消化管は腸内細菌、ウイルス、食餌性タンパク質など様々な外来抗原にさらされている環境なため、複雑な免疫系を構築しています。そして有害な外来抗原の侵入を排除し、無害な外来抗原と共存するために、免疫応答のバランスを保つように調整されています。
腸内細菌叢は、宿主の免疫反応の調整に重要な役割をしていることが明らかになってきています。腸内細菌環境の乱れが、潰瘍性大腸炎、大腸癌、肝硬変、過敏性腸症候群などの消化器疾患や、糖尿病、神経疾患、アレルギー性疾患、動脈硬化などのさまざまな疾患の発症に関わっています。
ここで、免疫反応を誘導する細胞が抗原提示細胞(antigen presenting cells: APC)です。抗原提示細胞は、主要組織適合抗原複合体(major histocompatibility complex: MHC)クラスⅠおよびクラスⅡ分子上に抗原由来のペプチドを提示し、T細胞を刺激します。
B細胞、マクロファージ、樹状細胞 (dendritic cells: DC) が抗原提示細胞です。
そのなかでも樹状細胞は、いまだに抗原に遭遇していないナイーブT細胞を強力に刺激することが可能であることから、プロフェッショナル抗原提示細胞と呼ばれています。

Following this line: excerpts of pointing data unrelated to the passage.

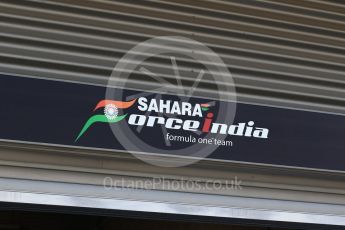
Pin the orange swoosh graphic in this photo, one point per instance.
(118, 104)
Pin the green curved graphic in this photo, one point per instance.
(98, 118)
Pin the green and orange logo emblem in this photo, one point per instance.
(111, 113)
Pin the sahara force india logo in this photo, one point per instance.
(169, 107)
(111, 113)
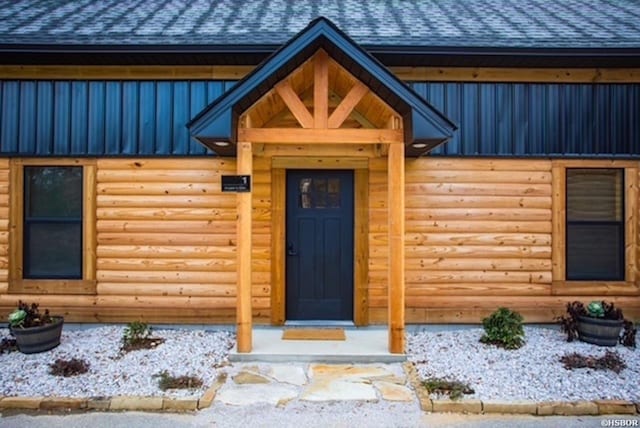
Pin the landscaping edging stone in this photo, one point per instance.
(119, 403)
(556, 408)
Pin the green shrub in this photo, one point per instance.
(453, 388)
(168, 381)
(136, 332)
(503, 328)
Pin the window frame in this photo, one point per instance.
(618, 223)
(560, 284)
(87, 283)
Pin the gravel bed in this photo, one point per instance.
(111, 373)
(533, 372)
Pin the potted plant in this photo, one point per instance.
(599, 323)
(34, 332)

樹状細胞は、骨髄幹細胞由来で末梢血全白血球の3-5%です。骨髄から末梢血中に移行して発生した樹状細胞の前駆細胞は、未熟細胞 (immature DC) となり、消化管、呼吸器、皮膚粘膜に移行します。
そして、外来抗原が生体内に侵入した場合、未熟樹状細胞はこれらの抗原を取り込んで消化します。分解された抗原ペプチドは成熟化した樹状細胞 (mature DC) の細胞表面に、MHC/抗原ペプチド複合体を形成して提示されます。その結果、異物抗原はT細胞の抗原受容体 (TCR) により認識されます。

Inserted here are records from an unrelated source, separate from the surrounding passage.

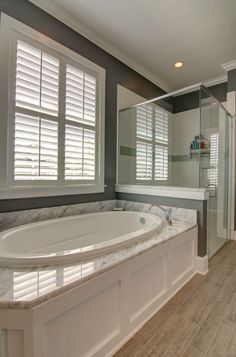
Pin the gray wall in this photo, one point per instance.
(232, 88)
(116, 73)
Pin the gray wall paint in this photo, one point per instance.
(116, 73)
(199, 206)
(232, 88)
(191, 100)
(232, 80)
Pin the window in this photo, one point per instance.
(54, 126)
(151, 143)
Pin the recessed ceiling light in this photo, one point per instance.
(179, 64)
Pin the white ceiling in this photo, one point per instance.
(153, 34)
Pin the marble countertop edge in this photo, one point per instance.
(28, 304)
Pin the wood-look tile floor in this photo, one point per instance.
(200, 320)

MHCクラスⅡに結合した外来抗原由来ペプチドは、CD4+ T細胞を刺激します。
一方、MHCクラスIに結合した腫瘍抗原などの細胞内抗原由来ペプチドはCD8+ T細胞を刺激する事ができます。
このように、樹状細胞からT細胞に送られるシグナルによって、免疫反応が変化します。この刺激シグナルは、3種類存在します。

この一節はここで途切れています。